Aquela situação que passara era visível em seu carrancudo rosto quando chegou à fábrica para fazer a tão sonhada ficha.
Não era o emprego de seus sonhos, no entanto para quem estava anos desempregado e o namoro dependia do sucesso de conseguir o emprego, aquela colocação naquela cervejaria era o último fôlego de dignidade, de continuar sendo uma pessoa normal e não um solteirão perdedor convicto, o que ficou para trás.
Amadeu sentia em seu íntimo que alguma coisa daria errado naquela empreitada, mas não dava ouvido para aquela voz pessimista que gritava em seu ouvido, porque não poderia nem pensar em perder aquela oportunidade; seu futuro estava todo ali, inclusive o seu namoro com Janete: que já não mais o suportava o vê como o que não toma decisão alguma, principalmente a de se casar com ela, namoravam há cinco anos e nem noivos eram ainda.
Janete era uma moça comum que procurava a felicidade e que a via na estabilidade, sonhava em casar com Amadeu. Mas aquela altura já percebera que havia errado na pessoa e muito feio: Amadeu além de não ter iniciativa, ela acha que ele não tinha sorte, era um “pé frio”, o que ele não gostava muito de ouvir, principalmente ela.
Ele dava tudo para provar ao contrário à sua namorada e agora tinha diante de si a oportunidade, apesar de ser um emprego que não o estimulava muito.
Aconteceu justamente que Amadeu receava, ele foi descartado e o pior foi que ocorreu quando pensava que estava tudo certo: foi aprovado em todas as etapas da seleção, mas foi reprovado no exame auricular.
Quando recebeu a desagradável notícia, pensou que iria perder os sentidos, sentiu-se humilhado por ser o único a ser reprovado do grupo e por a notícia ter sido dada por uma funcionária muito bonita. Aliás, todas as funcionárias do setor de seleção eram lindas, uma tinha até o mesmo nome de sua namorada, o que ele pensava que iria trazer sorte, mas foi ao contrário.
Amadeu estava completamente perdido, era o fim. Não havia como mais protelar iria perder Janete, era uma questão de tempo.

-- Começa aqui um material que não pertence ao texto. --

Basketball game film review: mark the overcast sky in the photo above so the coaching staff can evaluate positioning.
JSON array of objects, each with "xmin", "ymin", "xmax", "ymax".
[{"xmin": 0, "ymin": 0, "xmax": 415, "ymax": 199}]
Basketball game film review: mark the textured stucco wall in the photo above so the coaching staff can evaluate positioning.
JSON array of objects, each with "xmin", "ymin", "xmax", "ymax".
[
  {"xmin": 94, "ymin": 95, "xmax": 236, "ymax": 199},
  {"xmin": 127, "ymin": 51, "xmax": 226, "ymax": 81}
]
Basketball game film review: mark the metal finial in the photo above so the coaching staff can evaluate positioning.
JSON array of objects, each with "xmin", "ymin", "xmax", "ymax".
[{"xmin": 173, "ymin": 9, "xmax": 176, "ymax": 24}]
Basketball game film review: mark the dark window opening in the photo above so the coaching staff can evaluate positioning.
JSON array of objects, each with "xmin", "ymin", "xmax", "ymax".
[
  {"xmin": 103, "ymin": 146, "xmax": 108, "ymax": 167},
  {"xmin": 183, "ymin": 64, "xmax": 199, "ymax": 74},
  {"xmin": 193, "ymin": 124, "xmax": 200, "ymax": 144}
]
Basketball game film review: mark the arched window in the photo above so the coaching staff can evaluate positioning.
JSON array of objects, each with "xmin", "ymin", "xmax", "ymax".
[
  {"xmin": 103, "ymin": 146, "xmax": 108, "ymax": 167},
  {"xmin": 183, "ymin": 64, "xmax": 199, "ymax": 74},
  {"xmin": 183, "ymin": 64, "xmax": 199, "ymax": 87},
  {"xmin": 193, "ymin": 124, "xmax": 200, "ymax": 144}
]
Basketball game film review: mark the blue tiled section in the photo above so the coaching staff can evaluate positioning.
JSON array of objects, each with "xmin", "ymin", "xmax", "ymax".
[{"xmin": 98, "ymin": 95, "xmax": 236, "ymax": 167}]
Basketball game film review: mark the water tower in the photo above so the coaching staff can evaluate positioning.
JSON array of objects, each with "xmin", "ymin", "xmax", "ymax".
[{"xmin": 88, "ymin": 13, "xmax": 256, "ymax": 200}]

Caminhando à saída da firma tudo isso e muito mais lhe vinha à cabeça, chegando ficar tudo embaralhado, começava a pensar absurdo. Os pensamentos viam ao turbilhão e Amadeu não sabia como lidar com eles.
Era muito difícil pensar tudo de uma só vez: o namoro, as pressões em casa, da sociedade e tinha ainda a questão pessoal, a auto-estima que estava para sempre comprometida.
Amadeu sentiu que não agüentaria mais um baque, havia suportado muitos dissabores. Semelhante ocorrera anos atrás: passara por todas as fases da seleção para ser reprovado no exame médico.
O caminho até a portaria (saída) lhe parecia muito longo pelos pensamentos que lhe passaram à cabeça e curto para suas pernas. Não havia o que fazer era voltar para casa sem esperança alguma, apesar do consolo dado pela funcionária que ele seria chamado quando aparecesse uma vaga em que o problema de audição era irrelevante. Agora era retornar para vida de desempregado e apática de sempre.
Amadeu na verdade não sabia o que fazer e nem no que pensar. Teria que omitir para Janete novamente, sempre escondera dela suas desventuras profissionais, o que ela reclamava muito, dizendo que ele não a deixava participar de sua vida, inclusive aquela que acontecera anos atrás, quando tentara entrar na mesma firma que seu irmão trabalhava e tivera a mesma frustração que estava tendo agora: de ser recusado na última fase da seleção.
Amadeu sempre suspeitara que Janete o comparava ao irmão, melhor queria que ele fosse igual, com a possilibidade de trabalhar na empresa isso poderia tornar possível. Por isso Amadeu não contou à ela, quando tudo deu errado, para poupá-la de uma decepção, mas agora não havia mais jeito, ela se desapontaria e talvez para sempre.
O que Amadeu temia ocorreu: ficou sem emprego e sem Janete. No entanto, querendo ou não tinha uma vida para viver. Ele, na verdade, foi consolado pelos batidos adágios: “O tempo cura tudo.”, “O tempo é senhor da razão.” e “Nada melhor que um dia após outro.”, pois amigos, alguém com quem pudesse desabafar, não tinha. Teve que enfrentar a dor do desprezo de Janete sozinho, sentiu na carne o que é não ser desejado mais.